Folgt man der Schilderung von Elmar Pfandzelter im zweiten Band seiner „Schwabmünchner Geschichten“, dann rührt der Name der Gartenstraße von den gepflegten Gärten an der Straßenwestseite. Seit der Namensgebung in den 30er Jahren ist einige Zeit ins Land gezogen und auch an der Ostseite sind Häuser mit schönen Gärten hinzugekommen. Nach wie vor säumen Bäume die Gartenstraße, was sie erst recht im Vergleich zur parallel verlaufenden Fuggerstraße, zu einem Idyll macht. Nur die vergleichsweise großen Parkplätze, die dort für einen Supermarkt und eine Drogerie angelegt wurden, sind die visuellen Störenfriede in der Straße. Doch zeigen sie auch ein Dilemma der Stadtentwicklung auf.
Die Gartenstraße besteht auf der Westseite überwiegend aus den Rückgebäuden von Anwesen, die zur Fuggerstraße hin ausgerichtet sind und wobei es sich meist um Gewerbebetriebe handelt. Das ist keine Entwicklung der Neuzeit, sondern hat seinen Hintergrund in der Geschichte des Ortes. Die Fuggerstraße ist von jeher die zentrale Achse von Schwabmünchen, an der sich viele Betriebe angesiedelt haben. Das Spektrum reichte von kleinen Kaufleuten und Handwerkern bin hin zu grossen Brauereien mit angegliedertem Gasthaus. Einige der Betriebe sind nicht mehr aktiv und die Gebäude dem Verfall preisgegeben, z.B. die stillgelegte Molkerei Burger. Andere, wie die Traubenwirtschaft, haben sich gewandelt und nicht zuletzt deswegen noch aktiver Teil des Wirtschaftslebens, wenn auch nicht mehr in der ursprünglichen Funktion.

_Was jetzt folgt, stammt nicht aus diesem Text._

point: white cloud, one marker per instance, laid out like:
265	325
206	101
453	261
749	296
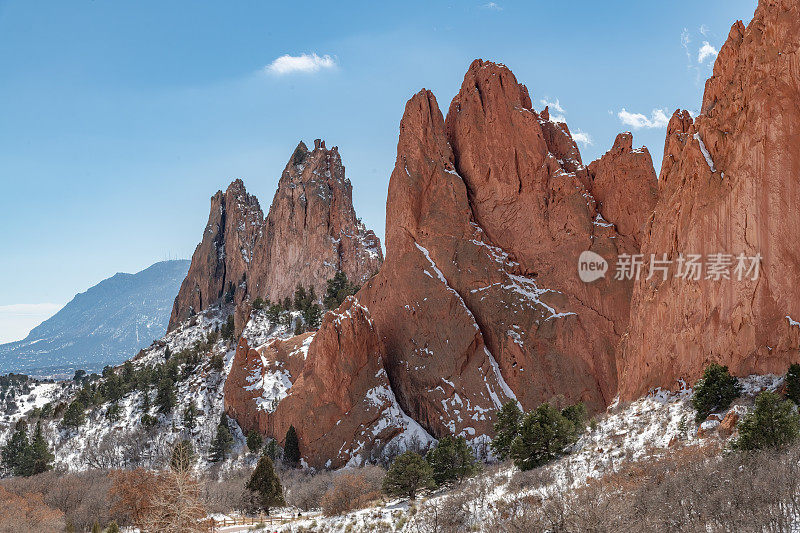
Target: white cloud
307	63
17	320
658	119
705	52
582	137
553	105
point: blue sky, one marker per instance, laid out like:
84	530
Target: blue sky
119	120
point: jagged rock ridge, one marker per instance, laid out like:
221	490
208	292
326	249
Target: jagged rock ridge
310	233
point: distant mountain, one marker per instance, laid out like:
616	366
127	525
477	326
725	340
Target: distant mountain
105	325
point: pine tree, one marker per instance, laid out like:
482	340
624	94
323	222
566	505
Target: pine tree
452	460
714	391
190	417
223	441
291	448
165	396
506	428
772	423
339	288
15	450
39	458
74	416
543	436
266	485
254	441
228	329
408	474
793	383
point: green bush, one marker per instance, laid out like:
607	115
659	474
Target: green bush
772	423
714	391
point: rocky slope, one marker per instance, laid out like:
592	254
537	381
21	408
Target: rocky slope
310	232
102	326
331	385
479	299
729	185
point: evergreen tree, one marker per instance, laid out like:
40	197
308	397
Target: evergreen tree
452	460
291	448
182	457
714	391
312	316
543	436
223	441
165	396
217	362
793	383
264	483
39	458
254	441
273	451
339	288
228	329
506	428
772	423
14	452
74	416
408	474
190	417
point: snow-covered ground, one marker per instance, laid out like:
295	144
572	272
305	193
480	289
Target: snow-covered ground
648	427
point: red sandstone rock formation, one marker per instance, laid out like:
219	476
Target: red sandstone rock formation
728	184
331	385
479	296
311	231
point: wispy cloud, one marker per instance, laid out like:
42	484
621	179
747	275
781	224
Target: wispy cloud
304	63
556	111
16	320
705	52
658	119
582	137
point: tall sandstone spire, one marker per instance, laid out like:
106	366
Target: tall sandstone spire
730	184
311	231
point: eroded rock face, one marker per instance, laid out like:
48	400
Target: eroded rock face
479	299
331	385
728	184
311	231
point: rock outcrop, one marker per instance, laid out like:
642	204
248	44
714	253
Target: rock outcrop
310	233
331	385
728	185
479	300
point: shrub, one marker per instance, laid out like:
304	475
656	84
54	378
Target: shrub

Ein Betrieb, der die Jahrzente überstanden hat und dabei stetig gewachsen ist, ist das Busunternehmen Stuhler. In der engen Bebauung ist es nachvollziehbar schwierig, für alle Busse einen Abstellplatz zu finden. Das Betriebsgrundstück selbst reicht dafür schon lange nicht mehr und einige Fahrzeuge wurden von jeher auf aufgelassenen Grundstücken in der Nachbarschaft abgestellt. Doch irgendwann sind auch diese erschöpft und schlussendlich musste jetzt ein Gutteil des Gartens hinter den Fahrzeughallen weichen und die gewonnene Fläche wird jetzt als Parkplatz für Busse genutzt.
Einerseits ist ein Jammer um die Grünfläche, die vernichtet wurde. Andererseits ist da die Frage nach der Alternative. Abwandern in ein Industriegebiet? Rein technisch ein gangbarer Weg, in der Folge stünde aber wahrscheinlich eine Ruine mehr in der Fuggerstraße. Da wäre dann wieder das Dilemma, das die Entwicklung eines Ortes bestimmt. Die städtebauliche Realität im Ortszentrum orientiert sich nur selten an ästhetischen Gesichtspunkten. Demnächst geht die Umgestaltung der Fuggerstraße in die heiße Phase, bleibt abzuwarten wie ästhetisch das Ergebnis dann sein wird.